Avec ses bons et ses mauvais côtés ?

C’est ça, un boulot à part entière pour lequel il faut aussi faire des sacrifices, on est médiatisé H24 et chaque « frasque » est multipliée par dix, si vous voyez ce que je veux dire.

Habitez-vous à Dubaï pour des raisons fiscales comme c’est la norme dans votre milieu ?

Non, je vis à Monaco, enfin je n’y suis pas résident, je suis taxé en France. Et avant ça, je payais mes impôts en Belgique… Mais je n’ai rien contre ceux qui partent à Dubaï, ils ont raison et j’envisage de le faire moi aussi.

Pourquoi ?

Je vais donner un exemple pour faire comprendre. Je viens d’avoir un petit garçon, Zlatan. Ma femme Laura était enceinte de 7 mois et on habitait à Marseille. Un jour, on a été cambriolé, avec les murs tagués, avec des gens qui ont pissé partout et qui ont tout retourné ! Je vous jure que c’est choquant. Cela m’a convaincu de quitter Marseille pour ma sécurité et celle de ma famille. À Dubaï, la vie est bien. Là à Monaco pour 5000 euros par mois, tu as juste un 70 mètres carrés. Pour le même prix à Dubaï, tu as trois chambres, trois salles de bains et une piscine à l’extérieur. Le tout dans un endroit formidablement sécurisé. Tu peux mettre une belle montre pour sortir sans se sentir en danger.

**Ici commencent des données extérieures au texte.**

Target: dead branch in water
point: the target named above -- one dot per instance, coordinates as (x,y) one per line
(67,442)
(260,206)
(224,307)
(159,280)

À Marseille, vous ne mettiez pas de belle montre ?

On est convoité quand on a un peu d’argent. Je prenais des gardes du corps, j’ai un copain à qui on a mis un pistolet sur la tempe, je peux comprendre qu’il parte à Dubaï !

Est-ce que la téléréalité fait perdre la tête ?

Ça peut. L’important est d’être bien entouré, de vivre dans une famille qui remet les idées en place. Mais la téléréalité peut faire vriller. Il faut tenir le choc quand on gagne des gros sous, quand on scrute vos moindres faits et gestes. Vous savez le mois de ma séparation, mon petit frère qui avait 6 ou 7 ans à l’époque a reçu des menaces de mort… cela ne veut pas dire que je suis malheureux, ce serait mentir. J’ai conscience d’être un privilégié, ne serait-ce que parce que je fais ce qui me plaît dans la vie.

Vous avez encore de la famille en Belgique ?

Bien sûr, mon père vit du côté de Liège, dans le Condroz. Ma mère habite à Visé.